Back in college I once attended an off-campus party and proceeded to drink what I estimate was an entire keg of beer. This was a wonderful decision until it became a terrible decision, and then the decision kept getting worse and worse until it had outpaced my previous Worst Decision of My Life (which was to become a fan of the New York Mets) by several orders of magnitude. Borderline alcohol poisoning is no fun. And the hangover was epic. I wasn’t right for two days, and the first 24 hours were some of the worst of my whole life.

In movies and books? Hangovers are handwaved: People sit up, wince, touch their heads, maybe have a bit of a puke, but are then mobile and ready to go. This is often punctuated by an empty bottle of liquor in bed with them. Then, they have a shower and are at work an hour later, looking perfectly healthy. This is so far from reality you have to start imagining that these characters are secretly aliens who have consumed the endrunkened humans and taken their place. It’s literally fantasy. If I went to work the day after drinking an entire bottle of something, I would spend the day discretely throwing up in the bathroom.
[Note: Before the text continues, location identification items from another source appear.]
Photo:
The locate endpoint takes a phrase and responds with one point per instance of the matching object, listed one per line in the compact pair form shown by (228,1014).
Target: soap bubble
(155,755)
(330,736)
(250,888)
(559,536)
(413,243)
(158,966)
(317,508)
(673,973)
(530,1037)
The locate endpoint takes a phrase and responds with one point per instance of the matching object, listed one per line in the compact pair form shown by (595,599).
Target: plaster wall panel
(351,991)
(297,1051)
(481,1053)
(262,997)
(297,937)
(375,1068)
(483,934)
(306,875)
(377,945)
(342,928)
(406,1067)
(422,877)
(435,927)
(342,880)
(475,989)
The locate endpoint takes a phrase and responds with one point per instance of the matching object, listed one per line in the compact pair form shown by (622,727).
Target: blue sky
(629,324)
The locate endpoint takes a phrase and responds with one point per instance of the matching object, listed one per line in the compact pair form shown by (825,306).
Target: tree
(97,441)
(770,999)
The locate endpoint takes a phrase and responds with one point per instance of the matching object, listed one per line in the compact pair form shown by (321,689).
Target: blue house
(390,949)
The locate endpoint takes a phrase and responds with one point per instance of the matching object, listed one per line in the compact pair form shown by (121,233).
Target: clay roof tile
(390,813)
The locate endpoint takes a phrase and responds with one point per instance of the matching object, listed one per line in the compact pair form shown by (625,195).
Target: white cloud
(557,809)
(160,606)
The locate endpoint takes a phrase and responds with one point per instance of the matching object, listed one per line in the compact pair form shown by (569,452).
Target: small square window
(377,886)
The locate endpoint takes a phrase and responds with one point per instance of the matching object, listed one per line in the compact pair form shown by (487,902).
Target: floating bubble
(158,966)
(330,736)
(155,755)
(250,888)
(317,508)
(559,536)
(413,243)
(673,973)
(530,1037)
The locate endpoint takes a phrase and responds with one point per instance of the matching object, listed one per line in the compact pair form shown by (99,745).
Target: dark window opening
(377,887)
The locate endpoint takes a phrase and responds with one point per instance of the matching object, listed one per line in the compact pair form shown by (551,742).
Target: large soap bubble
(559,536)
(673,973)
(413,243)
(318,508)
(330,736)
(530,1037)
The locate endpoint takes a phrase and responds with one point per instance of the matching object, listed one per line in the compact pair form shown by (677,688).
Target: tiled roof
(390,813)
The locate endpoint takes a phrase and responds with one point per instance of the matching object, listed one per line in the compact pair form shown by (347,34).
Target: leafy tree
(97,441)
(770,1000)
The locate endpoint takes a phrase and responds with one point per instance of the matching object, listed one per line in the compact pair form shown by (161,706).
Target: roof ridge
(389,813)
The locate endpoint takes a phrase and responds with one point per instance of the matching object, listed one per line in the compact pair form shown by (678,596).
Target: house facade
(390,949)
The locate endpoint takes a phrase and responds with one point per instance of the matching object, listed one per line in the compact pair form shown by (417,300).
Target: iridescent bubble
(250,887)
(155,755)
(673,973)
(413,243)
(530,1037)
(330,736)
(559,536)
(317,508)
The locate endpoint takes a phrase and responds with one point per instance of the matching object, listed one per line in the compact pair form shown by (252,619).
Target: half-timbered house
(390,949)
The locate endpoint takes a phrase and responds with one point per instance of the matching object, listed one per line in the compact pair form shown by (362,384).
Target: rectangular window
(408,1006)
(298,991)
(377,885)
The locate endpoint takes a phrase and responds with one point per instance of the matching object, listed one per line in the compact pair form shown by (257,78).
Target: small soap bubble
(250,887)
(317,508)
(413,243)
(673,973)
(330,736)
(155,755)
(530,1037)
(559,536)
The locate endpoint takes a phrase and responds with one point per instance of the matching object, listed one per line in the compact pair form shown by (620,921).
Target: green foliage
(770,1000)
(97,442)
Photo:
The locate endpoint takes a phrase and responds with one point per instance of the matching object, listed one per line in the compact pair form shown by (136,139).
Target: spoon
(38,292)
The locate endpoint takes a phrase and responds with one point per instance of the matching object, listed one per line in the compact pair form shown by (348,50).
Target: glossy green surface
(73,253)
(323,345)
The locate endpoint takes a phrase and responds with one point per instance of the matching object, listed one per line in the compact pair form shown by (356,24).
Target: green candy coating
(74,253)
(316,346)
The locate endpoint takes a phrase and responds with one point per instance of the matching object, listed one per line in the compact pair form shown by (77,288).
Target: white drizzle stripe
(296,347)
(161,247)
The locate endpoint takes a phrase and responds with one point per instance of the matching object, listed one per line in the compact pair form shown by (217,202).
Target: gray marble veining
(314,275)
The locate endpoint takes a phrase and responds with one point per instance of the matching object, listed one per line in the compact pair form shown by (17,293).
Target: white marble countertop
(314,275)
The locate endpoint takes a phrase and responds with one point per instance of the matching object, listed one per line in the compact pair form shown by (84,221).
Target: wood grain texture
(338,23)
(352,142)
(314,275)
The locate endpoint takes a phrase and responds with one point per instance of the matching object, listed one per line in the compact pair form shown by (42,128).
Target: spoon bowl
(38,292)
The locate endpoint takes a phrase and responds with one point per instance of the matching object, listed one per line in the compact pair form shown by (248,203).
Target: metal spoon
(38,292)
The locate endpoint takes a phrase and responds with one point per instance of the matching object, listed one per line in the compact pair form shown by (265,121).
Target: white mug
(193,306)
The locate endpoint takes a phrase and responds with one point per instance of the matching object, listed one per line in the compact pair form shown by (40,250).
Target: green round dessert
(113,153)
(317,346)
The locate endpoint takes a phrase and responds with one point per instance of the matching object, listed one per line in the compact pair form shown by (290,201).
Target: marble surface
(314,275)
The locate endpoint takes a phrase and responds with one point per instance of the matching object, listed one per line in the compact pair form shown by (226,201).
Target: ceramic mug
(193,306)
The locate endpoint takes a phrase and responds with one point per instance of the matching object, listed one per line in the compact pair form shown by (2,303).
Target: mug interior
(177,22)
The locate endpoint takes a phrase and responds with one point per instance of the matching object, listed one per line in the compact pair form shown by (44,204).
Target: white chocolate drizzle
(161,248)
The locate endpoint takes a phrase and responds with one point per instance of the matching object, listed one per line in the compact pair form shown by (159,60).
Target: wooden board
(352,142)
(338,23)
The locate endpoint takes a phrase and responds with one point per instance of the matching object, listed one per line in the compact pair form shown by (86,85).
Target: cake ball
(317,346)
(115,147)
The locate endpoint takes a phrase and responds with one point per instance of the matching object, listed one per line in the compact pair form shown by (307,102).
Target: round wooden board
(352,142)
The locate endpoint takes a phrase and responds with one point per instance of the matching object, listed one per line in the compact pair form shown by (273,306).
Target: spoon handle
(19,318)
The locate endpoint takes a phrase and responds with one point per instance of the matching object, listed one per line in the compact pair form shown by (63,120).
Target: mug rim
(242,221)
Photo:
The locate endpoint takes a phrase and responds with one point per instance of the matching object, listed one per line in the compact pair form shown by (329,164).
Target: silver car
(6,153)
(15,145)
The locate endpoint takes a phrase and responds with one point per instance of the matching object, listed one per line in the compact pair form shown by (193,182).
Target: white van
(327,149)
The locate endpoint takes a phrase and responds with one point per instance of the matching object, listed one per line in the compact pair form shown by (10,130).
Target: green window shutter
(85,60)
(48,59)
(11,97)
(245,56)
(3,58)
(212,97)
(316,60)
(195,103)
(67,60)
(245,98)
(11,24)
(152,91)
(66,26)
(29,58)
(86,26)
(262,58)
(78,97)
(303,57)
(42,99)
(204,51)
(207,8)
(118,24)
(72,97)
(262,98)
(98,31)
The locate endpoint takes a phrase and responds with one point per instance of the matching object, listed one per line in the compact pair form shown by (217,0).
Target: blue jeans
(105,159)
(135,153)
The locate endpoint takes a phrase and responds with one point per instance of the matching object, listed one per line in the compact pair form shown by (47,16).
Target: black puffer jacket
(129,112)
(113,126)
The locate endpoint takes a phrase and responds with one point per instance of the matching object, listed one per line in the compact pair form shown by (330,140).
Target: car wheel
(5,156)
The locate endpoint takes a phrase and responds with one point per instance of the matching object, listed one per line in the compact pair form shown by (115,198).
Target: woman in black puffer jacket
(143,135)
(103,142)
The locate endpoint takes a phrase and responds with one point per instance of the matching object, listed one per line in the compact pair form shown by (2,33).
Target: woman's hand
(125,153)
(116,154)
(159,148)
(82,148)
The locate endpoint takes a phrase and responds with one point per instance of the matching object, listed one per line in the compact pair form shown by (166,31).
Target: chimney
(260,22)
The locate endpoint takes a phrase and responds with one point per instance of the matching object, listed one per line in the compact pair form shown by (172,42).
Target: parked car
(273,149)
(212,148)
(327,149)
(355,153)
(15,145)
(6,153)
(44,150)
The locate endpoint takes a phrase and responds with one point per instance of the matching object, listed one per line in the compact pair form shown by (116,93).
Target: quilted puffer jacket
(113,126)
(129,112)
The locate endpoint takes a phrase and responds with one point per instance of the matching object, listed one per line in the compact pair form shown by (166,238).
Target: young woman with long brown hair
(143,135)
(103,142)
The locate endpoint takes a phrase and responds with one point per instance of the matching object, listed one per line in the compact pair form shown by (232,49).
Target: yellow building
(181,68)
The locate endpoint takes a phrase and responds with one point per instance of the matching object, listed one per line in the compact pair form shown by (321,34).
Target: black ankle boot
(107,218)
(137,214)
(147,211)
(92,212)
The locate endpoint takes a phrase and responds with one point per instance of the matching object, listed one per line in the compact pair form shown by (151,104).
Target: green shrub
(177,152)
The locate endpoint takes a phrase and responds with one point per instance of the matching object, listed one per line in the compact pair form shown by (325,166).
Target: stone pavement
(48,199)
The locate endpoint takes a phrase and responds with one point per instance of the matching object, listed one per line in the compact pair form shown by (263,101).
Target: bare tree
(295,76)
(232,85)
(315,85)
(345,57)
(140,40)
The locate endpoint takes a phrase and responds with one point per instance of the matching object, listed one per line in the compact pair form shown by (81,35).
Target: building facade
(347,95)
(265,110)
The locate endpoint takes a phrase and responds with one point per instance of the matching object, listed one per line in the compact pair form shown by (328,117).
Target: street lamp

Of course, you can attain the superpower of being able to drink entire bottle of liquor and walk away, but this requires a serious disease and usually a lack of interest in continuing to live. I’m talking about Weekend Warriors, especially when the character in a book or film is presented as not being the sort who regularly drinks entire bottles of booze. Yet they somehow jump on the Crazy Train and can jump off, nimbly, any time they want. And I call bullshit.

5 Comments

  1. King Rhino

    … Thank you. You have finally motivated me to attend a meeting.

  2. Loretta Ross

    I’m a lightweight to the extent that I get a buzz from a dose of Nyquil. A couple of weeks ago I drank one wine cooler and was (mildly) hungover for the entire next day. There are three more left in the carton but I can’t spare time for the aftermath. :-/

  3. Benjamin J. Snider

    The other night I downed about 5 oz. of brandy and two shots of 100 proof Smirnoff vodka I was pretty whacked out, but surprisingly I woke up the next morning without a hangover, in fact I was a bit more sunny and bright eyed than normal. My cat was pretty cool cause he sat there and listened to me sing and ramble on without running off or getting mad.

  4. Aaron

    Hangovers are mostly dehydration, so if you are able to guzzle some water before you pass out, you will feel a lot better when you wake from your alcohol-induced coma. YOU’RE WELCOME.

  5. jsomers (Post author)

    If a little water before bed prevents your hangovers, you are not drinking properly.